I have a ChIP-Seq experiment, with two knock-outs and one WT from three different time-points. For each of them I have IP and input samples in duplicates. In addition I have IgG samples (also in duplicates) for each of the conditions (only for time-point 0).
My problem is that the library sizes varies a lot between the samples. I was wondering if and how it can/would influence the normalization of the samples . It would also be of interest what kind of implications this would have on the results.

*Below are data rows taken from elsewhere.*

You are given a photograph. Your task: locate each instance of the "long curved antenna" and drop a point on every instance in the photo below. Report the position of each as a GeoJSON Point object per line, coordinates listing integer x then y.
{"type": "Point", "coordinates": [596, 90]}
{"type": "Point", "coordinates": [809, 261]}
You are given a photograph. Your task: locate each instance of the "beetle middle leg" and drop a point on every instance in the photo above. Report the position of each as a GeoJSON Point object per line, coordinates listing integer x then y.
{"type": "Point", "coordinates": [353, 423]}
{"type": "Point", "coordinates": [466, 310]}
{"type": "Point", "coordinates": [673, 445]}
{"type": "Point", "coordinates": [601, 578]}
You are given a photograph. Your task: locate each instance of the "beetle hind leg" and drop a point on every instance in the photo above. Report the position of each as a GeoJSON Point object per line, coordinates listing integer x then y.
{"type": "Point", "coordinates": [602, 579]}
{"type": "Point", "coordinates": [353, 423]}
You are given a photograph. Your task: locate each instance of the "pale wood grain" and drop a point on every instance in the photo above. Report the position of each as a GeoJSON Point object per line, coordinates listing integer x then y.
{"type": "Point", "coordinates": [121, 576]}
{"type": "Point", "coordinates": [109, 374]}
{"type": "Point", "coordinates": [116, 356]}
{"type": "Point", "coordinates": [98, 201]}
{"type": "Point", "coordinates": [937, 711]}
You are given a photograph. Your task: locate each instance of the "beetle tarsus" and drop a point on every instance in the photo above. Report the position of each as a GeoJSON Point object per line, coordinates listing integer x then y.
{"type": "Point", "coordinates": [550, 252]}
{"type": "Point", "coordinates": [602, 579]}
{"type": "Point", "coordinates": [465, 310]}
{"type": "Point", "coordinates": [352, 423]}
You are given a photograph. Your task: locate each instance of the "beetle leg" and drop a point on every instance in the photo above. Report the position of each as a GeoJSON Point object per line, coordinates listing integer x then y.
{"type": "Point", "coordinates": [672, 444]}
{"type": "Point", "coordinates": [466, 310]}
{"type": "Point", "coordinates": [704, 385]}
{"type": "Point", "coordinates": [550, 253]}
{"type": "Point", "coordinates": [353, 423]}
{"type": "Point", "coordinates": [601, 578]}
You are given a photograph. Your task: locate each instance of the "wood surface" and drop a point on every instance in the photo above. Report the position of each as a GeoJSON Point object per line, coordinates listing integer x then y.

Is there anything one can do about it?
here are some examples of the differences -
KO1.input.4h.2 5465053 wt.ip.4h.2 5397507
KO1.input.4h.1 10867709 wt.ip.4h.1 33976157
KO1.input.2h.2 4820147 wt.ip.2h.2 6058079
KO1.input.2h.1 11566194 wt.ip.2h.1 9670735
KO1.input.0h.2 4943518 wt.ip.0h.2 6144126
KO1.input.0h.1 28201011 wt.ip.0h.1 11790750
Above are two examples from the dataset. on the right is one of the input batches from KO1. the read numbers for time-point 0 are 4943518 and 28201011.
On the left side are the IP samples for the WT time-points. For the 4h TP the read counts are 5397507 and 33976157.
In both cases one of the duplicates has more then 5x more reads than the other. Is this factor a problem for the normalisation? Would I introduce a too strong bias with these numbers?
I would appreciate any advice or countermeasures.
thanks , Assa
Thanks, I know the normalisation is different and dependent from one method to the other. My worries are mainly due to the huge differences between the library sizes. Independent of the algorithm, is it possible to handle such a big difference between the libraries?